Up-to-date information for employers on topics and issues that may affect workplace operations. The posts are current as of the date of the posting.


by Jennifer Brown Shaw and Eric Glassman | The Daily Recorder | November 7, 2017

California employers do not have to offer employees vacation, or “PTO” (paid time off).  Many employers choose to do so, because time away from work not only benefits employees, but also can improve productivity, inspire loyalty, and reduce “burn-out.”

Once employers offer vacation or PTO, their policies and procedures must comply with California wage-hour law. Labor Code section 227.3 is the only statute governing vacation.  It requires employers to pay departing employees unused, “vested vacation . . . as wages at his final rate in accordance with such contract of employment or employer policy respecting eligibility or time served.” The statute also provides: “an employment contract or employer policy shall not provide for forfeiture of vested vacation time upon termination.”

The California Supreme Court has interpreted section 227.3 to say that vacation “accrues” or “vests” over time. Once vested, vacation cannot be forfeited. That is why “use it or lose it” policies – requiring employees to take vacation in the year it is earned or it is forfeited – are illegal.

Courts and the California Division of Labor Standards Enforcement have added additional complexity, and risk of significant financial liability.  However, employers retain flexibility to draft vacation policies to best suit their businesses, as shown below.

Delayed Accrual Periods

California employers may delay an employee’s eligibility to earn vacation, to avoid granting paid vacation to employees whose employment terminates shortly after hire.  The court of appeal in Minnick v. Automotive Creations upheld a policy that employees only begin to accrue vacation time after a completing a full year of employment.

Conditions on Use

Generally speaking, if the employer pays out all unused, earned vacation upon termination of employment, the law will not interfere. Employers therefore have considerable control over the timing and use of vacation time.  A retailer could forbid the use of vacation time during a busy holiday shopping season, for example.  Or an employer could limit the length of vacations to five consecutive workdays.

However, when company policy “caps” the amount of vacation an employee can earn, the Division of Labor Standards Enforcement or a court may scrutinize whether conditions limited employees’ use so much that reaching the cap is inevitable.

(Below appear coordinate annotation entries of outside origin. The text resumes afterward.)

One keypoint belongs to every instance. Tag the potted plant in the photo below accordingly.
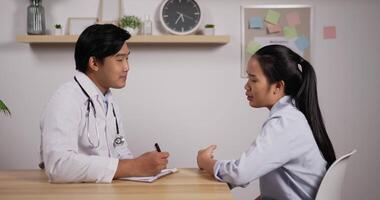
(4, 109)
(131, 24)
(209, 29)
(58, 29)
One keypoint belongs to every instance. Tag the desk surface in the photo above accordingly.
(185, 184)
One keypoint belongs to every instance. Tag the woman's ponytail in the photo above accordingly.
(307, 102)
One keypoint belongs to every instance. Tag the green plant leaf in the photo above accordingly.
(4, 109)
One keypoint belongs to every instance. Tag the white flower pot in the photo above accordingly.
(209, 31)
(132, 31)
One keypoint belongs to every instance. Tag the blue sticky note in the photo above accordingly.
(256, 23)
(302, 43)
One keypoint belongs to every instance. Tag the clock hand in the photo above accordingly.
(187, 16)
(179, 17)
(183, 15)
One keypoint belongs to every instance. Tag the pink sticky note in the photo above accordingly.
(273, 28)
(293, 19)
(329, 32)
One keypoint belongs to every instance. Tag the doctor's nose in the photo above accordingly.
(126, 67)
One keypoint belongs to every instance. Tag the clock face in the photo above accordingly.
(180, 16)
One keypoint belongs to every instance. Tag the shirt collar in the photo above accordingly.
(284, 101)
(90, 87)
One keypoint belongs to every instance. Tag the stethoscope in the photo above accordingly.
(119, 140)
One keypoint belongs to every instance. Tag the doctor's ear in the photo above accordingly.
(93, 63)
(279, 87)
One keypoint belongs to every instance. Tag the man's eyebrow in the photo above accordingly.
(123, 54)
(251, 75)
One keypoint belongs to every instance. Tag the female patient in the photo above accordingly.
(293, 151)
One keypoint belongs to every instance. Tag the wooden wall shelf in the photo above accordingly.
(154, 39)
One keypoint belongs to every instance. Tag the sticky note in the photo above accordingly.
(256, 23)
(272, 17)
(273, 28)
(302, 43)
(293, 19)
(329, 32)
(290, 32)
(252, 47)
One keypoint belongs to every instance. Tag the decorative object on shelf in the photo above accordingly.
(147, 26)
(58, 29)
(131, 24)
(4, 109)
(181, 17)
(36, 18)
(209, 29)
(110, 11)
(78, 24)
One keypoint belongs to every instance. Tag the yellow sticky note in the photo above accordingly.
(290, 32)
(272, 17)
(252, 47)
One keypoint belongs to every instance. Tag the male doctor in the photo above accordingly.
(81, 129)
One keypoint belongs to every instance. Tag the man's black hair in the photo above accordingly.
(99, 41)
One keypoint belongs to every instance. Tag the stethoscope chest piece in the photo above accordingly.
(119, 140)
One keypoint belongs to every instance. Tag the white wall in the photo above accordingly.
(188, 97)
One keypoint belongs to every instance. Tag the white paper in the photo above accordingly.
(265, 41)
(150, 179)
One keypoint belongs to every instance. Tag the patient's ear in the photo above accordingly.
(279, 88)
(93, 64)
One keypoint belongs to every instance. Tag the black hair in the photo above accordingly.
(98, 41)
(280, 63)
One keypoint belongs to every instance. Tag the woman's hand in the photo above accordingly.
(205, 159)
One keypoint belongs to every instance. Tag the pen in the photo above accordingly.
(157, 147)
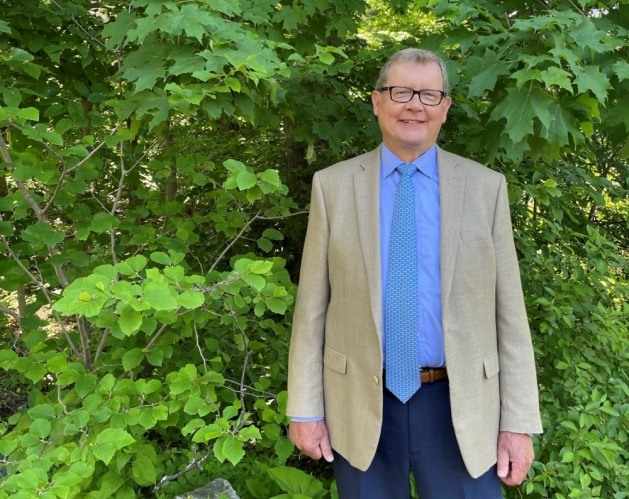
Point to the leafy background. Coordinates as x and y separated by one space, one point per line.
156 162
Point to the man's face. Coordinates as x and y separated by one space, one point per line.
410 129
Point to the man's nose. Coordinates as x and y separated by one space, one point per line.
415 103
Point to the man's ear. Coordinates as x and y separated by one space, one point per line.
447 102
375 100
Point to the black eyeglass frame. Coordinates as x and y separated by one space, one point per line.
418 92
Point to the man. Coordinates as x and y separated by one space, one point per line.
410 347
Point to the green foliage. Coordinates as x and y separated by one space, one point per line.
147 234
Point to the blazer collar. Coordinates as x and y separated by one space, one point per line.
367 195
451 194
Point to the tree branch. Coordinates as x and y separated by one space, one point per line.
10 312
195 463
279 217
101 345
220 257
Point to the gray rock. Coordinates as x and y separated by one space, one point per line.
212 490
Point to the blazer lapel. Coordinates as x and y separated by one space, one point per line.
367 195
451 192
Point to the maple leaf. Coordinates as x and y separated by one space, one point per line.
621 69
591 78
186 60
586 35
154 7
486 71
520 108
144 27
557 76
561 125
191 20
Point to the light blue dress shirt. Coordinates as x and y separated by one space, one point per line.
430 349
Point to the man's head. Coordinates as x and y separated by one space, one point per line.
410 128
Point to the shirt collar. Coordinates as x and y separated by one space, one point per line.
426 163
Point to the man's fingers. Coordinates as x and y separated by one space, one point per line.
326 448
503 463
312 439
518 473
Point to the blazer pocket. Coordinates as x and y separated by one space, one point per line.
472 236
491 365
334 360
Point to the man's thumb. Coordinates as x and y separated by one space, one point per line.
503 463
326 449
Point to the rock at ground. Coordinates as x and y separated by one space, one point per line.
212 490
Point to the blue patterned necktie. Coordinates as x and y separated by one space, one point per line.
401 294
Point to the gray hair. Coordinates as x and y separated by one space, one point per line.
418 56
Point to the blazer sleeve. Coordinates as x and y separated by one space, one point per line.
305 361
519 398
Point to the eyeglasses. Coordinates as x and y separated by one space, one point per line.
405 94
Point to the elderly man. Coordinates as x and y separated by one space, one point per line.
410 348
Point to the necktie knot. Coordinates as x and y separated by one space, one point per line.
407 169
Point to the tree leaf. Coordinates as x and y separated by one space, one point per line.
295 481
234 166
591 78
158 295
143 470
520 108
132 358
233 450
115 436
486 71
103 222
41 428
161 257
130 320
255 281
276 305
246 180
191 299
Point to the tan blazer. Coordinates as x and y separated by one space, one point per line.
335 361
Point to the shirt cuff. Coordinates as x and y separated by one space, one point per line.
306 420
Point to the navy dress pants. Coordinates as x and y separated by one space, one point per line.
416 436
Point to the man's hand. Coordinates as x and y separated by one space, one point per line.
312 439
515 455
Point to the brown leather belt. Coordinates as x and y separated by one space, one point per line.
429 374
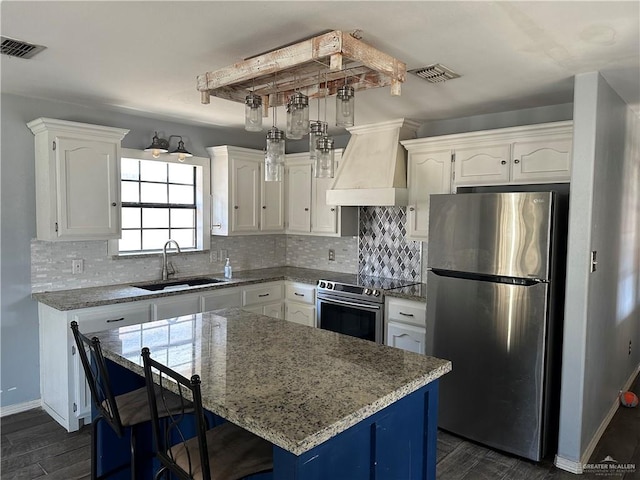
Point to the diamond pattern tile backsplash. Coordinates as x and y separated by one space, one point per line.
383 250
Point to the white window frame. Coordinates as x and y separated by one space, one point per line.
203 199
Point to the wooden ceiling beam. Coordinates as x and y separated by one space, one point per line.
296 67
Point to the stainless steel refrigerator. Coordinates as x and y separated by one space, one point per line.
494 303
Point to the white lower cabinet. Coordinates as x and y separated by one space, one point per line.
300 303
175 305
406 337
406 324
63 388
264 298
223 298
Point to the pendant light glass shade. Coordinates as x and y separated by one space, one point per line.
317 129
345 106
253 113
274 156
298 116
324 157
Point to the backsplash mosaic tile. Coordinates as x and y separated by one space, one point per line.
313 252
383 249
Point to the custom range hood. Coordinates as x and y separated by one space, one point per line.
373 168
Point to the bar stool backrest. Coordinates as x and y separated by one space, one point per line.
191 401
95 369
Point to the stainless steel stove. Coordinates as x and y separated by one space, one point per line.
355 309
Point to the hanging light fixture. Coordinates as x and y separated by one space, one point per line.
297 116
161 145
345 106
274 152
324 153
253 113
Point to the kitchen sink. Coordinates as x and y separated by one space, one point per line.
178 284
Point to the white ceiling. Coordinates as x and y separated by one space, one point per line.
143 57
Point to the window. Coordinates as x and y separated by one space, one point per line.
162 199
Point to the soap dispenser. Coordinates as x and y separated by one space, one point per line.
227 269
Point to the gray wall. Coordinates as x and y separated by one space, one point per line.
19 319
602 309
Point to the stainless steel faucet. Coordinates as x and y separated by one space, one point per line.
165 269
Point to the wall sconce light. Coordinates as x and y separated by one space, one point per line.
161 145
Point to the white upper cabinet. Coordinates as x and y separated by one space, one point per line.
307 209
77 180
509 156
242 202
531 154
429 171
299 198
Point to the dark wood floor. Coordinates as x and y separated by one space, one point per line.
35 447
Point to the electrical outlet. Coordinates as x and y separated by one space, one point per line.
77 266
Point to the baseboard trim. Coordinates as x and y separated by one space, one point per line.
576 467
586 455
568 465
20 407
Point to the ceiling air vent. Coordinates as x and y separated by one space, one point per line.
436 73
17 48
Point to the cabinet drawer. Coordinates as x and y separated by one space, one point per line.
106 318
407 311
300 293
262 294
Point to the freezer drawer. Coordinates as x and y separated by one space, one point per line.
495 336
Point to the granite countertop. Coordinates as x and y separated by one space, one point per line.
293 385
110 294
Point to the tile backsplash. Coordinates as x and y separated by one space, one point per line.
381 249
384 250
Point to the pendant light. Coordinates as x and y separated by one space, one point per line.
274 152
253 113
324 152
298 116
345 105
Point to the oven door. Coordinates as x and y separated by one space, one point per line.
350 317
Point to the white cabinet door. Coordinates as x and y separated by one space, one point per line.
542 159
245 195
224 298
482 164
95 320
299 198
428 172
301 313
272 206
324 218
406 337
88 189
77 169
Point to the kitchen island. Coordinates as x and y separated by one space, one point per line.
333 406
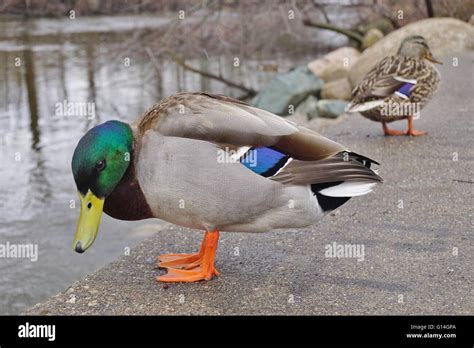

Employers also may pay out accrued, unused vacation time in cash at year’s end.  Some employers favor such policies to avoid large liabilities on their balance sheet, and to avoid paying out vacation time at a (presumably) higher pay rate.

Accrual Caps

As mentioned, California employers may impose reasonable caps or “maximum accruals” on vacation time.  If an employee reaches the maximum balance allowed without taking vacation time, his or her vacation hours stop accruing until the balance falls below the cap. Note that the cap must be sufficiently generous to give employees a chance to take earned vacation before reaching the cap.

A cap is legal because it merely stops the accrual of as-yet unearned vacation time.  In contrast, a policy under which unused vacation is forfeited – “use it or lose it” – is illegal because such policies take away what employers have already granted. 

Pay at Termination

The courts have held that vested vacation pay is a form of wages. This means the employee must be paid accrued, unused vacation at the same time as final pay – generally on the last day of employment.

The calculation of vacation pay at the time of separation is determined on a prorated daily basis.  For example, an employee entitled to take ten vacation days each calendar year who quits on January 31st is entitled to 31/365ths of those ten days.

Failing to timely pay vacation, or miscalculation of the amount owed, create the risk of up to 30 days’ “waiting time” penalties under Labor Code Section 203.

Vacation Pay Rates

The employer is free to set vacation pay rates. For example, employers need not set the vacation pay rate to sales employees based on the commissions they earn.  In fact, employers may set vacation pay at any rate they choose.  Once set, however, the employer cannot reduce that pay rate retroactively.     

PTO v. Sick Leave  

Many employers elect to combine paid vacation time and sick leave into “paid time off” (PTO) plans.  In California, PTO time is treated the same as vacation time.  On the other hand, paid sick time and other paid leave that is not available until the occurrence of a condition (e.g., observed holidays, birthdays, bereavement) are not “vested” and may be forfeited if not used.

Employers should be mindful of the consequences of combining sick and vacation time, given the new paid sick leave laws and ordinances.  For example, sick pay must be paid at certain rates; but employers may set vacation rates freely. As another example, lawful delayed eligibility for vacation time may run afoul of sick leave laws. Employers therefore must ensure a PTO plan complies with sick leave laws and ordinances, or offer sufficient, separate paid sick leave under a compliant sick pay policy.

Repayment of Advanced Vacation

Some employers allow employees to take vacation before it is actually earned.  This practice may result in a type of employee debt, if employment ends before the employee has accrued sufficient vacation time to repay the advance.  

Employers are not allowed to engage in “self-help” to recover employees’ debts, by deducting the advance from the employee’s final paycheck.  Instead, the employer is treated the same as any creditor and must pursue repayment by the same means as any other party owed money by the employee.